What kind of lighting do you have?


----------



## greenman909 (Sep 22, 2007)

lets just put it this way all i have is the tank i am going to have to buy the rest


----------



## Guest (Feb 29, 2008)

Before buying equipment and such, you should decide what type of planted tank you want. With more lighting comes more plant choices, but also its more expensive and more work. Do you want more of a low light tank or do you want more like a medium light tank that isn't a ton of work, but you have alot of plant choices?

Also, you should think about what kind of budget (if any) you have, since lighting and substrate (if you want plant specific) can be expensive depending on which route you take.

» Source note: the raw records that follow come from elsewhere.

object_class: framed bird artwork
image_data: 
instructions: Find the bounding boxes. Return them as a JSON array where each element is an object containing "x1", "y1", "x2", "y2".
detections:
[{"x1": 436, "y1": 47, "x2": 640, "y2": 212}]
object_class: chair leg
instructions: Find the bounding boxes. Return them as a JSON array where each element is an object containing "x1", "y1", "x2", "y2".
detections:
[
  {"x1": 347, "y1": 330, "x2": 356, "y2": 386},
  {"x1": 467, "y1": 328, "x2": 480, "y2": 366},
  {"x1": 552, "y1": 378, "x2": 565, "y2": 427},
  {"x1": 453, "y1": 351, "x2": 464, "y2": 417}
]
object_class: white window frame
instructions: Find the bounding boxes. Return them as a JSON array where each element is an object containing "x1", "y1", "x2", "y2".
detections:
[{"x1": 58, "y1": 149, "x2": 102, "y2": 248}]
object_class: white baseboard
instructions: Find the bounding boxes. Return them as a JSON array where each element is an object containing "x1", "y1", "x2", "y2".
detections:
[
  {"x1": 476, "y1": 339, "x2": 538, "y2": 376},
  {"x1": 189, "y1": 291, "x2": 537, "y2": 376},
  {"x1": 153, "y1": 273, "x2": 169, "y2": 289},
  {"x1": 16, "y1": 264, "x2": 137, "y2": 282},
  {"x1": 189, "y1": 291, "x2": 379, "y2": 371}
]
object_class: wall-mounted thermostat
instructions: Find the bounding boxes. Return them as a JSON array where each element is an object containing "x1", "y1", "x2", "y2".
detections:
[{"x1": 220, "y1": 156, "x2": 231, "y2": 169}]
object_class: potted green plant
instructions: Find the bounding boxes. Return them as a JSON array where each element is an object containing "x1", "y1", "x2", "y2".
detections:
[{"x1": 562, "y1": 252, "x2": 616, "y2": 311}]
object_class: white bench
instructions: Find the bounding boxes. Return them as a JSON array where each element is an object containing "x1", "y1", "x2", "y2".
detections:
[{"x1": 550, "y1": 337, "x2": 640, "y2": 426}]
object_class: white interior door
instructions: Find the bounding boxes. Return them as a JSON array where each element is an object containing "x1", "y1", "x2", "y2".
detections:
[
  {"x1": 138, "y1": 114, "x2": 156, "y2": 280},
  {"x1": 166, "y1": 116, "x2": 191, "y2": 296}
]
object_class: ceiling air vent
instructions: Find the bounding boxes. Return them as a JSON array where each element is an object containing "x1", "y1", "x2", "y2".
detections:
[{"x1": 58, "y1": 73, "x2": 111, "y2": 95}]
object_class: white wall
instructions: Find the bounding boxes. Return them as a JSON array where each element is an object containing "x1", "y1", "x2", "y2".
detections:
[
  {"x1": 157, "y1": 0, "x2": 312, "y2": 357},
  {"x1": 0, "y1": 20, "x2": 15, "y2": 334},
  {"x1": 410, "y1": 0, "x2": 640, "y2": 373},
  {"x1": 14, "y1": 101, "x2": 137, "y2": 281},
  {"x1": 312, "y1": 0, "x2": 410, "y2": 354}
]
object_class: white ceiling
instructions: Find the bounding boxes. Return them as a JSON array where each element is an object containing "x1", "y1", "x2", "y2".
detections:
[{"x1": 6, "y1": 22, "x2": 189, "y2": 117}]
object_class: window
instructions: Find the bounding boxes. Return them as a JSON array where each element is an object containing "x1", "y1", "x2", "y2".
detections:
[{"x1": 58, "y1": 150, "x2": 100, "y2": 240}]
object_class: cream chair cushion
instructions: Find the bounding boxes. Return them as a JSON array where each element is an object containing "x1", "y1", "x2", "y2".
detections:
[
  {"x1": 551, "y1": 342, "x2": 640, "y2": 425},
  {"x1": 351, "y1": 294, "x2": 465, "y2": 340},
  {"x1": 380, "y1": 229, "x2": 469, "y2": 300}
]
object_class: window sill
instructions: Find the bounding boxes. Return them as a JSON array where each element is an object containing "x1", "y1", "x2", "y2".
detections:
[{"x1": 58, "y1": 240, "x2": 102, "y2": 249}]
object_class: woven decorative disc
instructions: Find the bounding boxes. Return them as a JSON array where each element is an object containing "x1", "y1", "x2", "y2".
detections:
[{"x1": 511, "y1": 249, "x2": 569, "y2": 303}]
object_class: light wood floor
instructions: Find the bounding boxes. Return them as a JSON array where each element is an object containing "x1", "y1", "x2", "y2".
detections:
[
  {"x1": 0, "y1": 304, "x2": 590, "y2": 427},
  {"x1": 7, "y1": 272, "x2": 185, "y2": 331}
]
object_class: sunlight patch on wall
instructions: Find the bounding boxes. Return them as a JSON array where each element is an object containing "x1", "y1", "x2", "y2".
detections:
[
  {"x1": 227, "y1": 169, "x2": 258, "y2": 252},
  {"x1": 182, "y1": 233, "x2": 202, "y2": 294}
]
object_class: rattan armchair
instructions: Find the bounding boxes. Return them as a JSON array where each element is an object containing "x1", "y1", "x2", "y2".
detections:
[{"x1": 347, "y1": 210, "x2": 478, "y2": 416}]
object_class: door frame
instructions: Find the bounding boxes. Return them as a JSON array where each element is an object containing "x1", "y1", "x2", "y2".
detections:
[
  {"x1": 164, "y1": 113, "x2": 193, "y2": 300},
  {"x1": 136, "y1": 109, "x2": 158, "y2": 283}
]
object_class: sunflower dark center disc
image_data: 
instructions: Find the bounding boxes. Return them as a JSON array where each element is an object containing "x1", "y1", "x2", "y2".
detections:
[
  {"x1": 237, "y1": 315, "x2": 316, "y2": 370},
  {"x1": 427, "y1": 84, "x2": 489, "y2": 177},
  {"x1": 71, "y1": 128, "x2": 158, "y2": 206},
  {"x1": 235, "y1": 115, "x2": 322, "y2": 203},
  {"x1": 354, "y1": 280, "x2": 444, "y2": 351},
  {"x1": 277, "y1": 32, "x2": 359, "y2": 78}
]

Here is an article to read about planted tanks: http://www.fishforums.com/forum/aquatic-plants/18027-so-you-want-planted-tank.html.


----------



## greenman909 (Sep 22, 2007)

well the only thing i have at this time is a 55gal tank brand new that i picked up from a friend for $50.... money limit is not really a problem so any suggestions for a total set up would be great.. lightinhg, filteration, ect...

thanks for ant feed back


----------



## Guest (Mar 4, 2008)

Alright. You still need to decide if you want this to be high light, low light, something in between? Do you want to buy a pressurized co2 setup or no? 

What type of plants do you have in mind?

Once I know what direction you are going in, then I can recommend equipment and such.


----------



## greenman909 (Sep 22, 2007)

ok so i will do a little research and get back to the post


----------



## Guest (Mar 4, 2008)

You can look at pics of plants in different lighting categories at these 2 websites:

http://www.plantgeek.net/plantguide.php (choose light requirements, then pick a category) I don't really like that site for alot of their classifications though.

http://www.aquaticplantcentral.com/forumapc/plantfinder/ (under lighting requirements, choose a category, then hit go) I like this one better, but it doesn't have everything.

Browse around on that site for tank pics too.


----------